As the 2023 Legislative Session draws nearer to an end, the Senate passed a bill (SB 1550) that “attacks” pharmacy benefit managers (PBMs) and is a top priority for Gov. Ron DeSantis.
“When you go home this summer and want to talk about something that you really did for everybody back home, this is going to be one of the good ones,” bill sponsor Sen. Jason Brodeur said prior to the unanimous vote to pass the bill.
Sen. Gayle Harrell heaped praise on the bill and Brodeur’s work on it.
“This is finally, again, another bill many, many years in the works that’s finally coming to fruition. For patients, I can’t tell you what a difference this is going to make in transparency, in the ability to get their prescriptions, where they choose to get them. And for pharmacists, our everyday local pharmacy, who is going to be able to not have various customers turned away or sent to, steered, to other chain pharmacies,” Harrell said.
“This is a major, major, endeavor that took a lot of working, putting a lot of people, again, in the same room working through things. And it is now going to really bring transparency to the price of prescriptions and every single patient will benefit. Thank you, thank you, thank you.”
To Harrell’s point, the Legislature has wrestled with the proper amount of PBM regulation over the years. But until now the Governor’s Office has not been involved in the debate. DeSantis instead focused his efforts on pursuing a Canadian drug importation program.
Florida’s request to import drugs has not been approved by the federal government. DeSantis, who is expected to announce his plans to enter the Republican Presidential Primary, announced in January his plans to crack down on PBMs and give residents more control over their pharmacy benefits.
Brodeur on Wednesday initially said that, through the bill, the state is “attacking” the PBM industry, then added, “or at least trying to put some guardrails on.”
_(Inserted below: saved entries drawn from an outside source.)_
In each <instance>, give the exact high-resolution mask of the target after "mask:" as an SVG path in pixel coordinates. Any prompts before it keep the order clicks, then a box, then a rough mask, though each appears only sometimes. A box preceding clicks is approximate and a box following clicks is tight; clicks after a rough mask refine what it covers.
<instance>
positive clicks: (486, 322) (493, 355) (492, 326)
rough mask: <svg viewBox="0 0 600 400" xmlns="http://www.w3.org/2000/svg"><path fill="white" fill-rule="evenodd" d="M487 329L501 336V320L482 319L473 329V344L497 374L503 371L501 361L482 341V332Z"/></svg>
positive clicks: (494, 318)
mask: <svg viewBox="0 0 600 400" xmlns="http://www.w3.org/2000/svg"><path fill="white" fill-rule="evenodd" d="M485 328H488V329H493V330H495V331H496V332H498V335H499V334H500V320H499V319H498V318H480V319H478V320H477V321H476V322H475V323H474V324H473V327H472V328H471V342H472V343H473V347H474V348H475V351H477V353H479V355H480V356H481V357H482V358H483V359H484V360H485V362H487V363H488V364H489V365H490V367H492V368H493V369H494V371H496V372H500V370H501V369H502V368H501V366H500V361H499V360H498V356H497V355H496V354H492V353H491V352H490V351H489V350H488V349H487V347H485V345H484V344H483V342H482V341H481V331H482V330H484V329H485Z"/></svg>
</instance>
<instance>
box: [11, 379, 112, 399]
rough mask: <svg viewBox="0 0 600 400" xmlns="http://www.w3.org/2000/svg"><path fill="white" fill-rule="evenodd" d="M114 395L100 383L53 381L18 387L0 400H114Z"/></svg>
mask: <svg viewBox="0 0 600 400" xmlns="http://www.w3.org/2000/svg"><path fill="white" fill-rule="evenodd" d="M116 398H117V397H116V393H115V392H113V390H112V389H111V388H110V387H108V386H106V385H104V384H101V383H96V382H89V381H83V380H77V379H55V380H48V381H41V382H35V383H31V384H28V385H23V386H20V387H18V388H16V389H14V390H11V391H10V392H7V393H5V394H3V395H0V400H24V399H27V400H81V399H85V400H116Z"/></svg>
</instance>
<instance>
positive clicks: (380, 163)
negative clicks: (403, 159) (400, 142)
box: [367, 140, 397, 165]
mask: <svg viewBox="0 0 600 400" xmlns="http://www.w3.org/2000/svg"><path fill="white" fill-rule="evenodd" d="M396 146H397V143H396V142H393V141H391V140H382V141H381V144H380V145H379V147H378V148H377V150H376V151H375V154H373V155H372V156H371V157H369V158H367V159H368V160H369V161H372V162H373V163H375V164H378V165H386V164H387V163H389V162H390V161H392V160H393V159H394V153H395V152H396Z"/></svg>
The bill has pitted the PBM industry against pharmaceutical manufacturers and pharmacy interests, with the groups exchanging poll data alleging support for their positions. And the camps have released contradictory poll findings.
A poll conducted by Lake Research Partners and Bellwether Research found more than three-quarters of likely voters are concerned about the impact pharmacy benefit managers have on drug prices, while 84% believe they should be required to provide value and lower costs.
Meanwhile, a poll conducted on behalf of Floridians for Government Accountability showed 75% of all respondents — and 90% of seniors — in opposition to the bills.
The group EMPOWER Patients. also praised Brodeur for the legislation.
“This is a momentous milestone for both patients and independent and community pharmacists, as we are now one step closer to implementing meaningful pharmacy benefit manager reform in Florida,” said Helen Sairany, Executive Vice President and CEO of the Florida Pharmacy Association and EMPOWER Patients coalition member.
A staff analysis indicates that some of the bill’s provisions may prohibit PBMs from “employing mechanisms designed to reduce costs of prescription drugs for insurers, HMOs, and other pharmacy benefits plans and programs, which could have the effect of increasing premiums and/or other costs for such payers or for persons with individual coverage. The extent of such an effect is indeterminate.”
The analysis estimates that the provisions, which apply to the state group health insurance program, will increase the costs of that benefit plan by as much as $2.2 million. Due to those cost concerns, the Senate tagged on an amendment to make clear that the provisions of the PBM don’t provide workers’ compensation.
PBMs are referred to as the middle men in the pharmacy chain. They work on behalf of insurance companies and employers and negotiate discounts on behalf of their customers.
The bill also requires PBMs to obtain a certificate of authority for an administrator with the state insurance department.
The bill requires PBMs to pass on 100% of all manufacturer rebates they receive to the plan or program if the contractual arrangement delegates rebate negotiations to PBMs for the sole purpose of offsetting defined cost sharing and reducing premium costs. Medicaid managed care plans are exempt from the requirement because those rebates are returned to the state.
Drug manufacturers will be required to disclose reportable prescription drug price increases so the state can publish them on a website. Drugs that cost $100 or more for a course of treatment are defined as reportable.
For reportable drugs, the bill requires the manufacturers to report any increase of 15% or more of the wholesale acquisition cost over the past 12 months; or any increase of 30% or more of the wholesale acquisition cost over the past three calendar years.